As of the census of 2000, there were 5,955 people, 2,482 households, and 1,640 families residing in the borough. The population density was 1,278.4 PD/sqmi. There were 2,641 housing units at an average density of 567.0 /sqmi. The racial makeup of the borough was 98.69% White, 0.49% African American, 0.13% Native American, 0.13% Asian, 0.03% from other races, and 0.52% from two or more races. Hispanic or Latino of any race were 0.57% of the population.

There were 2,482 households, out of which 26.0% had children under the age of 18 living with them, 48.8% were married couples living together, 13.1% had a female householder with no husband present, and 33.9% were non-families. 30.1% of all households were made up of individuals, and 14.7% had someone living alone who was 65 years of age or older. The average household size was 2.35 and the average family size was 2.92.

In the borough the population was spread out, with 21.0% under the age of 18, 6.9% from 18 to 24, 27.9% from 25 to 44, 23.4% from 45 to 64, and 20.9% who were 65 years of age or older. The median age was 41 years. For every 100 females, there were 84.0 males. For every 100 females age 18 and over, there were 80.3 males.

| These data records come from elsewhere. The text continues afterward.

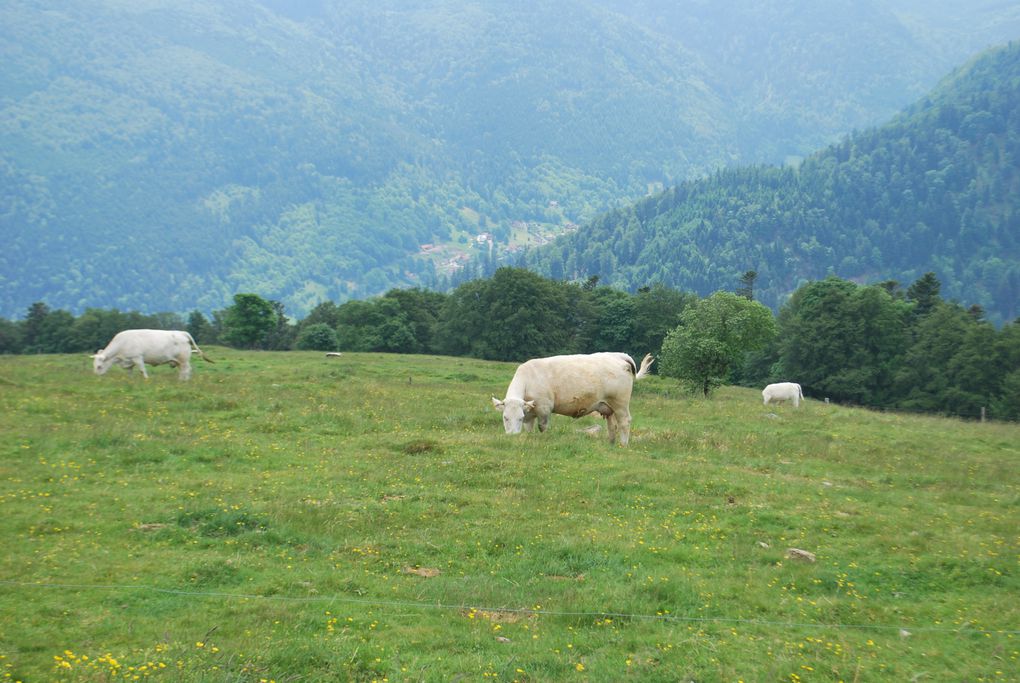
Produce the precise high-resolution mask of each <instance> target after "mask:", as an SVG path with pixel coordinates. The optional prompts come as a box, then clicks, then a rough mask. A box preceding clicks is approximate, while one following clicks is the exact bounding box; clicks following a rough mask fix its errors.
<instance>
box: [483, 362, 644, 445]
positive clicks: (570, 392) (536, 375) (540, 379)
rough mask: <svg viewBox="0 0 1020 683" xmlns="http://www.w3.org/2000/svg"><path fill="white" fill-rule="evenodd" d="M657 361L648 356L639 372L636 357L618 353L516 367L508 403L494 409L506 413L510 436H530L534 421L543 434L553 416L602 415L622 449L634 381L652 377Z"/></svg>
mask: <svg viewBox="0 0 1020 683" xmlns="http://www.w3.org/2000/svg"><path fill="white" fill-rule="evenodd" d="M654 360H655V359H654V358H652V354H648V355H647V356H645V360H644V361H642V364H641V369H639V368H637V366H636V365H635V364H634V362H633V359H632V358H630V357H629V356H628V355H626V354H619V353H599V354H588V355H584V354H577V355H572V356H552V357H550V358H534V359H531V360H529V361H527V362H525V363H522V364H521V365H519V366H518V367H517V371H516V372H515V373H514V375H513V379H512V380H511V381H510V386H508V387H507V393H506V398H505V399H503V401H500V400H499V399H497V398H496V397H493V405H494V406H495V407H496V410H498V411H501V412H502V413H503V426H504V427H505V428H506V432H507V433H508V434H517V433H520V431H521V429H524V430H525V431H531V429H533V428H534V423H535V420H538V422H539V430H540V431H545V430H546V428H547V427H548V426H549V416H550V415H551V414H552V413H556V414H557V415H567V416H569V417H574V418H577V417H582V416H584V415H588V414H589V413H599V414H600V415H602V416H603V417H605V418H606V424H607V427H608V431H609V441H610V443H614V442H615V441H616V434H617V431H618V432H619V434H620V445H626V444H627V441H629V440H630V392H631V390H632V389H633V382H634V380H635V379H641V378H642V377H644V376H645V375H646V374H647V373H648V369H649V367H651V366H652V363H653V361H654Z"/></svg>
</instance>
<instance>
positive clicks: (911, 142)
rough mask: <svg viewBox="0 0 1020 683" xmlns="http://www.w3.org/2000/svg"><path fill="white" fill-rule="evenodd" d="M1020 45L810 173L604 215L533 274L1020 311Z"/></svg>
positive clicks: (814, 163)
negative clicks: (855, 289) (945, 298)
mask: <svg viewBox="0 0 1020 683" xmlns="http://www.w3.org/2000/svg"><path fill="white" fill-rule="evenodd" d="M1018 112H1020V43H1011V44H1009V45H1008V46H1006V47H1004V48H1001V49H998V50H992V51H989V52H987V53H985V54H984V55H982V56H980V57H979V58H977V59H975V60H973V61H972V62H971V63H969V64H968V65H967V66H966V67H963V68H961V69H959V70H957V71H956V72H954V73H953V74H952V75H950V76H948V77H947V78H946V80H945V81H943V82H942V84H941V85H940V86H939V87H938V88H937V89H936V90H934V91H933V92H932V93H931V94H930V95H929V96H928V97H926V98H924V99H923V100H922V101H921V102H919V103H918V104H916V105H915V106H913V107H911V108H910V109H908V110H907V111H906V112H905V113H903V114H902V115H900V116H898V117H896V118H895V119H894V120H892V121H891V122H889V123H888V124H886V125H884V126H881V127H878V128H873V129H869V130H866V132H864V133H860V134H857V135H854V136H851V137H849V138H848V139H846V140H845V141H844V142H841V143H839V144H837V145H833V146H831V147H829V148H827V149H825V150H823V151H821V152H819V153H817V154H815V155H812V156H810V157H808V158H807V159H806V160H805V161H804V163H803V164H801V165H800V166H799V167H797V168H794V167H788V166H786V167H778V166H750V167H744V168H737V169H730V170H723V171H720V172H718V173H716V174H714V175H713V176H712V177H710V178H706V179H703V180H694V181H688V182H685V183H682V185H680V186H678V187H676V188H674V189H671V190H669V191H667V192H665V193H663V194H661V195H658V196H656V197H652V198H649V199H647V200H643V201H641V202H637V203H635V204H634V205H632V206H628V207H625V208H622V209H617V210H615V211H613V212H611V213H608V214H606V215H603V216H600V217H599V218H597V219H596V220H594V221H592V222H591V223H590V224H588V225H586V226H585V229H584V230H583V231H582V233H581V232H578V233H577V234H573V235H569V237H567V238H563V239H561V240H560V241H559V242H557V243H556V244H554V245H552V246H550V247H547V248H542V249H539V250H533V251H531V252H529V253H528V254H526V255H525V256H523V257H522V258H521V260H520V262H521V264H523V265H526V266H528V267H532V268H535V269H538V270H539V271H540V272H545V273H547V274H552V275H553V276H555V277H583V276H590V275H593V274H598V275H599V276H600V277H601V281H602V282H603V283H610V284H615V285H619V286H623V287H628V288H634V287H637V286H642V285H645V284H650V283H654V282H661V283H664V284H668V285H671V286H675V287H678V288H681V290H685V291H694V292H697V293H699V294H703V295H705V294H709V293H711V292H714V291H716V290H720V288H721V290H734V288H736V287H737V286H738V285H739V277H741V275H742V274H744V273H745V272H747V271H750V270H755V271H757V273H758V279H757V282H756V286H755V292H756V295H757V297H756V298H758V299H759V300H760V301H762V302H764V303H766V304H768V305H770V306H772V307H773V308H776V307H778V305H779V304H780V303H781V302H782V301H783V299H784V297H786V296H787V295H789V294H790V293H792V292H794V291H795V290H796V288H798V287H799V286H800V285H801V284H802V283H804V282H805V281H807V280H811V279H820V278H823V277H825V276H826V275H828V274H835V275H837V276H840V277H844V278H848V279H856V280H859V281H868V282H875V281H879V280H885V279H889V278H891V279H896V280H898V281H899V282H900V283H901V285H903V286H906V285H907V284H909V283H911V282H912V281H914V280H915V279H917V278H918V277H920V276H921V275H922V274H923V273H925V272H927V271H933V272H934V273H935V274H936V276H937V277H938V279H939V280H940V282H941V283H942V291H941V293H942V296H943V297H946V298H947V299H956V300H958V301H960V302H961V303H963V304H966V305H970V304H978V305H980V306H982V307H983V308H984V309H985V311H986V313H987V314H988V315H989V317H990V318H991V319H992V320H994V321H997V322H1003V321H1006V320H1012V319H1014V318H1016V316H1017V315H1020V113H1018Z"/></svg>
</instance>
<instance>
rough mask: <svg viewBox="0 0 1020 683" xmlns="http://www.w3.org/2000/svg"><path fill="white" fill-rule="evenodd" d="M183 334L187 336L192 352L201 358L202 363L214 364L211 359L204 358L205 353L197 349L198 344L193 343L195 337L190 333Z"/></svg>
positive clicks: (211, 359) (187, 331) (194, 339)
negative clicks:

The median income for a household in the borough was $31,681, and the median income for a family was $40,050. Males had a median income of $31,569 versus $21,693 for females. The per capita income for the borough was $16,022. About 7.6% of families and 8.5% of the population were below the poverty line, including 11.1% of those under age 18 and 5.8% of those age 65 or over.

Historical population
| Census | Pop. | Note | %± |
| 1890 | 790 |  | — |
| 1900 | 1,948 |  | 146.6% |
| 1910 | 3,537 |  | 81.6% |
| 1920 | 4,176 |  | 18.1% |
| 1930 | 5,724 |  | 37.1% |
| 1940 | 5,802 |  | 1.4% |
| 1950 | 5,130 |  | −11.6% |
| 1960 | 4,747 |  | −7.5% |
| 1970 | 4,670 |  | −1.6% |
| 1980 | 5,493 |  | 17.6% |
| 1990 | 5,691 |  | 3.6% |
| 2000 | 5,955 |  | 4.6% |
| 2010 | 5,652 |  | −5.1% |
| 2020 | 5,514 |  | −2.4% |
| 2021 (est.) | 5,510 | Decrease | −0.1% |
Sources:

==Education==
It is in the Wyoming Area School District.

==Notable people==
- Joe Amato, five-time NHRA Top Fuel champion
- Anthony Petrosky, poet
- Ann A. Bernatitus, United States Navy nurse during World War II. First American recipient of the Legion of Merit.